L’histoire de Pandore, ou plutôt de sa descendance, peut aussi être rapprochée d’un autre célèbre épisode biblique, puisque sa fille Pyrrha épousa en secondes noces le fils de Prométhée, Deucalion,- qui était donc son cousin- et tous deux furent parmi les seuls mortels à survivre au déluge avant de repeupler la Terre.

Aujourd’hui, la boîte de Pandore est passée dans le langage courant, et cette expression est utilisée de nombreux contextes pour désigner quelque chose qui causerait la calamité et sèmerait la zizanie parmi les Hommes. En outre, la figure de Pandore accompagnée de sa boîte a été reprise par de nombreux artistes  au XIXème siècle, notamment les tenants du courant académiques français et les peintres préraphaélites qui reprennent les grandes légendes occidentales pour en délivrer une vision romantique où la femme, à la fois sensuelle et redoutable, occupe une place centrale. Il est intéréssant de noter que les représentations artistiques de Pandore diffèrent selon le moment de l’épisode qui est suggéré.

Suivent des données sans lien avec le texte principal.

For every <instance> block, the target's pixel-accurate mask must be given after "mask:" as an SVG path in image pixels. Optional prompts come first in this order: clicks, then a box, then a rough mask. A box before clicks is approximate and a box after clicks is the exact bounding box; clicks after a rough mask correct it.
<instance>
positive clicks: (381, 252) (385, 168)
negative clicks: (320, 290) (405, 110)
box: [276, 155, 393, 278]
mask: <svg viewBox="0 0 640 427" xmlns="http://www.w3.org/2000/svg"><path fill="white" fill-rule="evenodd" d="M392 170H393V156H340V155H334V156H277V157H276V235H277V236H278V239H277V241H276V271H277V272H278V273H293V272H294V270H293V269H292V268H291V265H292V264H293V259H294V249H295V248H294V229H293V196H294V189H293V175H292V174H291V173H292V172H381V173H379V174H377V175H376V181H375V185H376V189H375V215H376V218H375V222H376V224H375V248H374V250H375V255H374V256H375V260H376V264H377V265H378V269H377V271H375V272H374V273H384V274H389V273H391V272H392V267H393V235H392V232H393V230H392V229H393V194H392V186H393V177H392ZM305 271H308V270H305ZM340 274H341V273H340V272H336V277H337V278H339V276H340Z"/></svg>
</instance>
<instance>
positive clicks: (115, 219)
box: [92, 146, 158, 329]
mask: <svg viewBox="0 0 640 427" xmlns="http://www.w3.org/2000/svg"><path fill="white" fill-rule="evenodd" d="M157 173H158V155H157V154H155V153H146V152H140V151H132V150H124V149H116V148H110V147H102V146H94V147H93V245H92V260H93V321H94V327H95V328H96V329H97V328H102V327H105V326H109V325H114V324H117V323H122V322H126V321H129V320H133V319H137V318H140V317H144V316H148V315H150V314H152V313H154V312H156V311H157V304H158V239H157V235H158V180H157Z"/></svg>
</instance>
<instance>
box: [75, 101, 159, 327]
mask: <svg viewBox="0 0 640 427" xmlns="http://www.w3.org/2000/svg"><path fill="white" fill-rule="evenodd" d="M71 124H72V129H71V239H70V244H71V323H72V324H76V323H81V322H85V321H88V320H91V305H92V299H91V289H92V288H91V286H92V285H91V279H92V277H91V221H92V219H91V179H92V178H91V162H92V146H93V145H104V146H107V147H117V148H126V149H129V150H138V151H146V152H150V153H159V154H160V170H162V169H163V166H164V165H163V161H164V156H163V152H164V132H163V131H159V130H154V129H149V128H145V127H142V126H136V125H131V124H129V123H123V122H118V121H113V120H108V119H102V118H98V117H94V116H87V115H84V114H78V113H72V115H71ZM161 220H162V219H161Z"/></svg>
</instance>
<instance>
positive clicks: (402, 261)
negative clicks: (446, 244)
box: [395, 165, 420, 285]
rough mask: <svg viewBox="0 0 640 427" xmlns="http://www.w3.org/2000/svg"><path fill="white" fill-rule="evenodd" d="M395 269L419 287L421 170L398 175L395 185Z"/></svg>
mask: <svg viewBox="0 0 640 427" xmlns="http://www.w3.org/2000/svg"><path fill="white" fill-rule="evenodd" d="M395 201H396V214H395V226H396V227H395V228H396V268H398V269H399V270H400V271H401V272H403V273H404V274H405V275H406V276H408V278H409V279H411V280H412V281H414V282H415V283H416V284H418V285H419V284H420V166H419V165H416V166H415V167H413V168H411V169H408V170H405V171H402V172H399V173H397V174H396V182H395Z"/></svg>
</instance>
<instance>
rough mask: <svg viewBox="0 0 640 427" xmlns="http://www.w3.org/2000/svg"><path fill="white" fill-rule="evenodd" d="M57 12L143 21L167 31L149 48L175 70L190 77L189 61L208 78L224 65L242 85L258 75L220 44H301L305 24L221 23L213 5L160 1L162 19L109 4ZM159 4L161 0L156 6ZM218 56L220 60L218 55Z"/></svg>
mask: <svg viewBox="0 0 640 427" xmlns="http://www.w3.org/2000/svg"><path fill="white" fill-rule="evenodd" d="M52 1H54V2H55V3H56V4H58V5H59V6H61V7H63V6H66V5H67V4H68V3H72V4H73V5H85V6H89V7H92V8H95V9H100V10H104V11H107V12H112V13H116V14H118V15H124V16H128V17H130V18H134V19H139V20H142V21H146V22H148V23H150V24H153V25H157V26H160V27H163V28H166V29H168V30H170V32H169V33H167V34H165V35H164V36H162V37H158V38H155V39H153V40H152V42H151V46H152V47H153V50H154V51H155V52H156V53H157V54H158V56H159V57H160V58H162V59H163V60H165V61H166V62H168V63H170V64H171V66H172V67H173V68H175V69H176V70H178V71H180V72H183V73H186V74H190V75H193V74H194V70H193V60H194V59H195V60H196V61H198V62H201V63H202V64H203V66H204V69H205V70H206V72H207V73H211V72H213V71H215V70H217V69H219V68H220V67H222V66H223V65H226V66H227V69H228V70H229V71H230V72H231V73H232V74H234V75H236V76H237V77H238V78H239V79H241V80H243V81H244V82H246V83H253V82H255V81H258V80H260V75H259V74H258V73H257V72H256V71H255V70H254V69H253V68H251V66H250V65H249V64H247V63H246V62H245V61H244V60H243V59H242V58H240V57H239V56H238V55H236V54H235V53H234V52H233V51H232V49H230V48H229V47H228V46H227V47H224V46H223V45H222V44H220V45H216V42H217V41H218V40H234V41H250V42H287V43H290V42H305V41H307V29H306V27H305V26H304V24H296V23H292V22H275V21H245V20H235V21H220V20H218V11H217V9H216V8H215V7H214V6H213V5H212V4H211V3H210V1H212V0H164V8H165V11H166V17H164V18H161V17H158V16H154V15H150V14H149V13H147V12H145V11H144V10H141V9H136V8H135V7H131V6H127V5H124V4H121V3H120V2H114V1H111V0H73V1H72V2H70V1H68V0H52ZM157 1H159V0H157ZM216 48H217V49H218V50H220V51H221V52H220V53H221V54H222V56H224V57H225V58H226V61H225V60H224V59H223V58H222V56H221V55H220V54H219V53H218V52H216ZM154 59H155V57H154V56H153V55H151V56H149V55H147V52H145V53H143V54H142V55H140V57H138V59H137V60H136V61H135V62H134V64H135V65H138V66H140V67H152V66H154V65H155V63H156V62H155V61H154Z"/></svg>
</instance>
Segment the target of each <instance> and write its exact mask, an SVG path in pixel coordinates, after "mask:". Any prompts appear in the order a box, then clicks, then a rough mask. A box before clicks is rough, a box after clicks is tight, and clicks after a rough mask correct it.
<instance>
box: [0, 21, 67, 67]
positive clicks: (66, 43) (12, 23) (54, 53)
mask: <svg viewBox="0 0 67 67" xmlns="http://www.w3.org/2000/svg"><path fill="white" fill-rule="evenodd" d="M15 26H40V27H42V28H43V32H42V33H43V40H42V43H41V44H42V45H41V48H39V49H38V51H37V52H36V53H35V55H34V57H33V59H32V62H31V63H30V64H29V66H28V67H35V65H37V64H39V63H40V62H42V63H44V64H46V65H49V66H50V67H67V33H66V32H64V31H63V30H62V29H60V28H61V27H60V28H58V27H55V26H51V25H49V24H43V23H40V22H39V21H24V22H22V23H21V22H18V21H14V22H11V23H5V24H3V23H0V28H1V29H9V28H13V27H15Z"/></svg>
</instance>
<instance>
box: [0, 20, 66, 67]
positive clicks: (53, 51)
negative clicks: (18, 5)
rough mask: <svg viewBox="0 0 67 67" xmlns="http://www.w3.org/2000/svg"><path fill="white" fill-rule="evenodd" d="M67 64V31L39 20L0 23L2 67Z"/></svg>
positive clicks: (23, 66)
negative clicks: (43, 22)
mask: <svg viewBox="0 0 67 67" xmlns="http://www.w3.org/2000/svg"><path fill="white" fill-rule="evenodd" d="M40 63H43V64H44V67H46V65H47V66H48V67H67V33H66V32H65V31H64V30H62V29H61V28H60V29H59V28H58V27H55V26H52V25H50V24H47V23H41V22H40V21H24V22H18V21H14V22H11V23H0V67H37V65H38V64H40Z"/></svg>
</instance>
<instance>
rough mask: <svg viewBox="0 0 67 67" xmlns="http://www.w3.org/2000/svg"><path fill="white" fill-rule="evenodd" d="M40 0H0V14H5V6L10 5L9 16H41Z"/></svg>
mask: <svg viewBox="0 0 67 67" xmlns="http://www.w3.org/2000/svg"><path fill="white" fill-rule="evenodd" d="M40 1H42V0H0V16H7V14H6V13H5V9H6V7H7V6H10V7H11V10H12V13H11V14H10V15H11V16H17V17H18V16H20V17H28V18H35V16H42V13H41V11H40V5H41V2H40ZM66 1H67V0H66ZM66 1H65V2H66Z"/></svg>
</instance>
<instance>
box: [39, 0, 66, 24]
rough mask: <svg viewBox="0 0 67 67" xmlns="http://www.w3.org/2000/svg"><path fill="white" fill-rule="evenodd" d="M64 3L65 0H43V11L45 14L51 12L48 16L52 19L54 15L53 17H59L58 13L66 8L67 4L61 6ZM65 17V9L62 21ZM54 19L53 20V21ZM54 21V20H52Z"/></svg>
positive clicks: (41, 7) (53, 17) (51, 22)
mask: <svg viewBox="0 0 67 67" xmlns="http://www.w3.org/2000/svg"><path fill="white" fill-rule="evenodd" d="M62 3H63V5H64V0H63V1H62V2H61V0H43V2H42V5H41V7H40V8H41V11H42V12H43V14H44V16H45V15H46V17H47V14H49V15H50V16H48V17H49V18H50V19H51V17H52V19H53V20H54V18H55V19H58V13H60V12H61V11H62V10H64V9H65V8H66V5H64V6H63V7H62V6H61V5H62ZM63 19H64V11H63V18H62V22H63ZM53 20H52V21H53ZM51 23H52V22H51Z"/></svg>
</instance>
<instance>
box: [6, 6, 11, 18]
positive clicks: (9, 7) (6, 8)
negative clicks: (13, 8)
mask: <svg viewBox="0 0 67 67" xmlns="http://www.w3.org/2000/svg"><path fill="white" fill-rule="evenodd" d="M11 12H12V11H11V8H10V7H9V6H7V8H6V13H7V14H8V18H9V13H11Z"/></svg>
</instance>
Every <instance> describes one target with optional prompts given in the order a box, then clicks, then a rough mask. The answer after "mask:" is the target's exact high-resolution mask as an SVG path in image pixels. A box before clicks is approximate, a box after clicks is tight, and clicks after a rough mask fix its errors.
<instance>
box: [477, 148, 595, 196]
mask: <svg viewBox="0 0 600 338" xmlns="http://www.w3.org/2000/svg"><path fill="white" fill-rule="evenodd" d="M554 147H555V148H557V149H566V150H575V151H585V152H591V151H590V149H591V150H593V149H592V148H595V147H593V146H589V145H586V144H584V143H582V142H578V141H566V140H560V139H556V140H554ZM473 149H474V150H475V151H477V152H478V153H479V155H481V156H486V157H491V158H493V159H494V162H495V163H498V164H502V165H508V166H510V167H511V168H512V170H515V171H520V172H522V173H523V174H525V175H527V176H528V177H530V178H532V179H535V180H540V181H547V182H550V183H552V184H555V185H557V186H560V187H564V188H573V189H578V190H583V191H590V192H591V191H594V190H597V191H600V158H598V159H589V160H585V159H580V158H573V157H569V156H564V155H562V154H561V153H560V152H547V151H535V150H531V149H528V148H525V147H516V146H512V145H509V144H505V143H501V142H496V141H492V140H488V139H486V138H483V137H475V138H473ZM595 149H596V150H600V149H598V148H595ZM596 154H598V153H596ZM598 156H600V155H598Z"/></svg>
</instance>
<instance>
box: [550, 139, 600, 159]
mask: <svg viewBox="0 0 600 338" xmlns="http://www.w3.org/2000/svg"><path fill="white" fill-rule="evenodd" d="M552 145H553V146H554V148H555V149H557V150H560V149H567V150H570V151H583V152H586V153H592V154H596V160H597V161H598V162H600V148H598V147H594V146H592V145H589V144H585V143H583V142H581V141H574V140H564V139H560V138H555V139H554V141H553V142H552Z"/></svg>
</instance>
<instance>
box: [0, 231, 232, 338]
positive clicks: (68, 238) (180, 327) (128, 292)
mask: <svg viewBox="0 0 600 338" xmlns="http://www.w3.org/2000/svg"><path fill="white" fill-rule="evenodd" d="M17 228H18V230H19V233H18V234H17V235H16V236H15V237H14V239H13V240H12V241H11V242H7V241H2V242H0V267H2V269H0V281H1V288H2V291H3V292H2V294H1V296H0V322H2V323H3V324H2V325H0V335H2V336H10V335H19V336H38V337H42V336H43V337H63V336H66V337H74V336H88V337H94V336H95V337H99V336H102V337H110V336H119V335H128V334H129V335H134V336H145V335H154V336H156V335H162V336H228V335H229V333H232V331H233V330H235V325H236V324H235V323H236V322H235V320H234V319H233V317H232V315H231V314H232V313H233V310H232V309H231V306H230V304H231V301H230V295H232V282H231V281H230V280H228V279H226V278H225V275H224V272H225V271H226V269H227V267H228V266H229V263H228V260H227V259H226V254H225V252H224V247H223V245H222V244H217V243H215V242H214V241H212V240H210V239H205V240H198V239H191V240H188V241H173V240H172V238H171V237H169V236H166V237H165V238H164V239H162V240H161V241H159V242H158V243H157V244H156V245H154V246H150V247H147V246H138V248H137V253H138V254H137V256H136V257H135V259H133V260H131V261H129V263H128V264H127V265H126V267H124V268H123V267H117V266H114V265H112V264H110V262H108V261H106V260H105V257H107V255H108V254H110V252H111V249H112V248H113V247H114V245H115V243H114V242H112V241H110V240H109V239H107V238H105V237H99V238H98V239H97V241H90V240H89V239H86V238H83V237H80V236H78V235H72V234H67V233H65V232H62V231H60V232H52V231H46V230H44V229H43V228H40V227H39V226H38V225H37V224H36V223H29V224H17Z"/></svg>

Certaines toiles la représentent tenant dans ses mains sa boîte encore fermée: si les versions des peintres académiques français Jules-Joseph Lefebvre et Alexandre Cabanel sont hiératiques et fixent le spectateur, beaucoup d’autres saisissent une Pandore en proie à la curiosité qui scrute sa boîte en hésitant à l’ouvrir, quelques secondes avant de céder à la tentation: c’est le cas de celle de Lawrence Alma-Tadema et de la seconde version de Jules Joseph Lefebvre exécutée dix ans après la première.

D’autres représentations, plus audacieuses, comme celle de John William Waterhouse, évoquent quant à elles le moment fatidique de l’ouverture de la boîte; enfin, certains artistes comme Thomas Benjamin Kennington nous livrent une version plus émouvante qui retranscrit le désespoir et les remords de la jeune femme une fois la boîte ouverte et les maux s’étant échappés de celle-ci.

Pandora-1908-Thomas-Kennington
Thomas Benjamin Kennington,(1856-1916), Pandora, 1908, huile sur toile, collection privée.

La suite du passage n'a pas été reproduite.